The book discussion group continues later in the fall with An Indigenous People’s History of the United States – for Young People. Click to learn more about the Parents Diversity Club’s autumn book group. “There will be two meetings of a book group, and then on November 10 Claudia Foxtree will be speaking on Zoom,” Dunsmore said, mentioning the Bedford resident and well-known educator. “Each school has its own chairperson and BBI funding will be beneficial to everybody involved.”
“METCO is about enriching suburban kids as well as education,” Dunsmore observed. “There are many Black faces from all different backgrounds in the inner city. There are so many unique nuances and that should be celebrated. Our aim is to showcase the cultural wonderment that is Boston – not showing but experiencing – go to parks that are different, kids’ spots that we don’t have here.”
“A lot of METCO families that come into our school district are well educated, some with graduate degrees. And a lot of these kids are legacy kids.”
The prospectus defining BBI and its objectives point out that “students of color report experiencing racism and many feel isolated from both peers and school staff, which may limit their extracurricular engagement, social experiences and in some cases academic performance.”
“Most white students are not sufficiently engaged in learning about issues of race and inclusion, and there is little or even non-existent social interaction with students of color, which negatively impacts both their academic and social development.”
The prospectus provides examples of opportunities to support relationship building, carried out with parent groups like the PDC.
Some of the proposals specifically labeled the “Bedford pilot” include the Fifth Grade Boston-Bedford leadership hike and camping program; the middle school ‘lunch break’; and overnight anti-racism leadership retreats for high school students.
The pilot program in the Bedford schools will bring Kurt Faustin, a youth motivational speaker, to speak to BHS students. And there will be social events, community service projects, book clubs, workshops, and seminars for parents.

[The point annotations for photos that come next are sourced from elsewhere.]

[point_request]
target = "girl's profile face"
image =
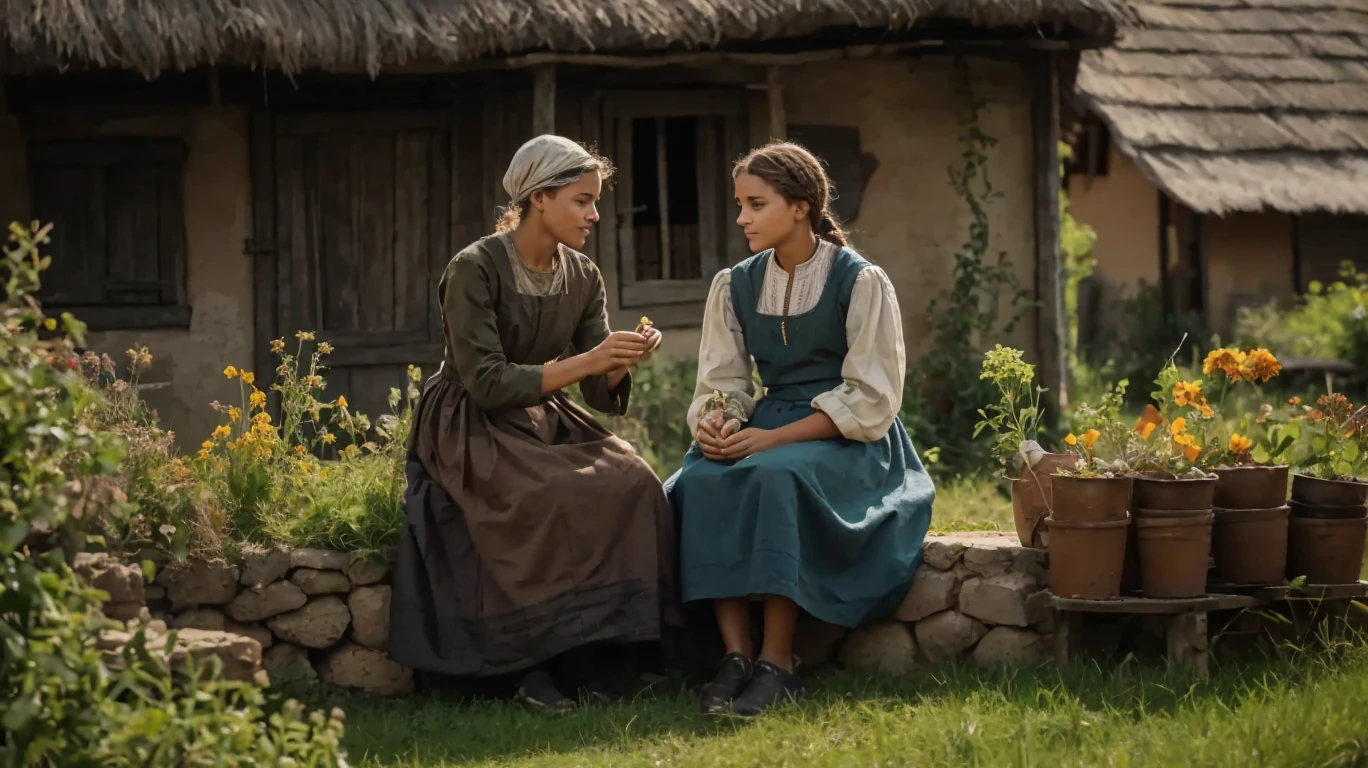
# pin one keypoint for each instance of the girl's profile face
(766, 218)
(569, 212)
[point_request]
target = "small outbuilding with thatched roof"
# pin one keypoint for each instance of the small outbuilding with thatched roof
(227, 173)
(1225, 156)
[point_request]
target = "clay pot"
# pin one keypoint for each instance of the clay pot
(1251, 545)
(1151, 514)
(1251, 488)
(1085, 557)
(1327, 552)
(1032, 496)
(1323, 512)
(1090, 500)
(1174, 553)
(1163, 493)
(1329, 493)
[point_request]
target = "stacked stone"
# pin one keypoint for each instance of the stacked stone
(311, 611)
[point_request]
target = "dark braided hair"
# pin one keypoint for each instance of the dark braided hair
(796, 174)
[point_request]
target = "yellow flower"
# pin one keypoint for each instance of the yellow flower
(1188, 393)
(1225, 360)
(1260, 364)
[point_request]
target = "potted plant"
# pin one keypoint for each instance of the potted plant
(1015, 425)
(1088, 526)
(1245, 462)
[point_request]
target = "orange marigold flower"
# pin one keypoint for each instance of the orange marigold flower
(1260, 364)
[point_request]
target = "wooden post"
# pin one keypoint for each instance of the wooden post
(1051, 337)
(774, 89)
(543, 100)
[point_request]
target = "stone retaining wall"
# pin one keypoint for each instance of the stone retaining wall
(976, 598)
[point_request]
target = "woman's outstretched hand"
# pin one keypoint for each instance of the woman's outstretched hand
(617, 352)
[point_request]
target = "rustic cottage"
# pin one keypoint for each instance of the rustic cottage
(222, 174)
(1225, 156)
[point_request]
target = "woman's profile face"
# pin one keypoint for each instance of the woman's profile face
(569, 212)
(766, 218)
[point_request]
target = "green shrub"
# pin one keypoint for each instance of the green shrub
(60, 704)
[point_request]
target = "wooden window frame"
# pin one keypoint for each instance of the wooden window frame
(166, 158)
(673, 301)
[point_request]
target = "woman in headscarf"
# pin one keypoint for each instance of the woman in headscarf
(532, 531)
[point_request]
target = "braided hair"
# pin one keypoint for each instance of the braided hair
(796, 174)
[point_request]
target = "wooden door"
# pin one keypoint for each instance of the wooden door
(363, 230)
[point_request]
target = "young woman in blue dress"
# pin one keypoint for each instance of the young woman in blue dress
(810, 498)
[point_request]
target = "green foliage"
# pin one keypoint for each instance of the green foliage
(60, 701)
(1015, 418)
(947, 394)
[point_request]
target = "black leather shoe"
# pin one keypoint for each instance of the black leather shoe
(772, 685)
(729, 682)
(538, 692)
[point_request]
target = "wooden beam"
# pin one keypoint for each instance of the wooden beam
(1049, 269)
(543, 100)
(774, 92)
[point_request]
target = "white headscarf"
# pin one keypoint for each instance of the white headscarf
(539, 162)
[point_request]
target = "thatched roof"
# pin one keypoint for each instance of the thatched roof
(152, 36)
(1241, 104)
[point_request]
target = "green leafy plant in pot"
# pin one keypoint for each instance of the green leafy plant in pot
(1015, 425)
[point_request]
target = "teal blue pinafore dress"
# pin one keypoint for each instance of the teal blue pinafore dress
(833, 525)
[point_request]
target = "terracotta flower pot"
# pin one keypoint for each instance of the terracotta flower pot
(1032, 496)
(1329, 493)
(1251, 545)
(1168, 493)
(1251, 488)
(1327, 552)
(1327, 512)
(1174, 553)
(1085, 557)
(1090, 500)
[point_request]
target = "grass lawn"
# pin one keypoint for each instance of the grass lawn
(1301, 709)
(1293, 709)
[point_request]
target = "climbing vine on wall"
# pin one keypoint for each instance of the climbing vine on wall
(982, 304)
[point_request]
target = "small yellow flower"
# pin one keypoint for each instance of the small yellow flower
(1089, 438)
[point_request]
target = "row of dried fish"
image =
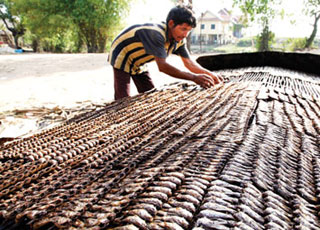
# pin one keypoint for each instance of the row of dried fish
(187, 158)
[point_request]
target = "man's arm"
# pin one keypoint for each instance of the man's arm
(196, 68)
(202, 79)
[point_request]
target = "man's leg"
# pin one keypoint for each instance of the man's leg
(121, 84)
(143, 82)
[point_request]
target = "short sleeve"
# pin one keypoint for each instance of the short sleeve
(153, 42)
(182, 51)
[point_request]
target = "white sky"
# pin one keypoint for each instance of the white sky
(156, 10)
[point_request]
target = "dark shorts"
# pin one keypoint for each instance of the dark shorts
(142, 81)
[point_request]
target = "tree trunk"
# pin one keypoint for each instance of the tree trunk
(313, 34)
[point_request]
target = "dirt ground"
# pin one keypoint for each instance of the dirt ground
(54, 86)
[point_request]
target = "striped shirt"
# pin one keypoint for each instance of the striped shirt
(140, 44)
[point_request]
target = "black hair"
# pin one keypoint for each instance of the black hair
(182, 14)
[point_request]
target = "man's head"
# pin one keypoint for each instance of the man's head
(182, 14)
(180, 21)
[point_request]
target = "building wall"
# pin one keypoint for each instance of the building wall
(212, 30)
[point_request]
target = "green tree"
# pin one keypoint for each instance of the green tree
(312, 8)
(91, 22)
(12, 21)
(261, 12)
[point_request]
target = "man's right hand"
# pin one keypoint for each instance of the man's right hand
(204, 80)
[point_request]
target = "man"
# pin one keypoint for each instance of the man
(140, 44)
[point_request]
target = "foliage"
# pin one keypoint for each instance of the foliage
(13, 23)
(265, 40)
(294, 44)
(62, 25)
(261, 12)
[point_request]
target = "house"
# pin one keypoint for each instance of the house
(216, 29)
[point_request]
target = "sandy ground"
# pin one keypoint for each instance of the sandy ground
(35, 85)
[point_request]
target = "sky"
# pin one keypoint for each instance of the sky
(156, 10)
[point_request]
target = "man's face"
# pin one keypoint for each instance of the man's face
(178, 32)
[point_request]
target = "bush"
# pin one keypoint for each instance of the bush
(245, 42)
(294, 44)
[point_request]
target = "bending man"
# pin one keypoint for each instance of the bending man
(140, 44)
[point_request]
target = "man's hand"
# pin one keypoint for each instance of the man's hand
(204, 80)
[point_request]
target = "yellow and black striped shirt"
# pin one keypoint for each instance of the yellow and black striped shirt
(140, 44)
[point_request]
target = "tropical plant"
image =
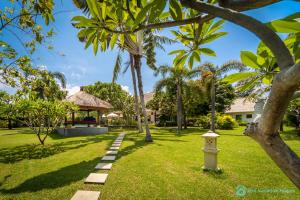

The prospectus also goes into detail on partnering with METCO and the METCO Directors Association. One component is called “METCO Presents,” learning through art and performance. This will “provide opportunities for students, staff and parents and the broader community to come together for thought-provoking artistic performances that spark meaningful conversations about race.” Outside speakers and leadership workshops are also envisioned.
“What we are hoping to do is trying to partner with directors where they can do their own outreach in their communities,” Mondesir said. “That way we can have parents in Concord and Bedford connected with parents in Boston. That way it can grow into something bigger.”
“METCO provides a model and infrastructure that will help BBI expand beyond METCO communities,” the report says. There are 30 participating cities and towns encompassing 190 schools, some 3,000 METCO students, and 100,000 suburban counterparts. “This preexisting infrastructure allows BBI to quickly scale from one town in 2020 to 20-30 communities in four years.”
The hope was to grow from the Bedford pilot to an additional two or three communities in a year and eight to ten in the fall of 2022. Wolk noted that since the restrictions caused by the coronavirus has delayed some of the spending targets in Bedford, he may try to spread the money around to launch other towns.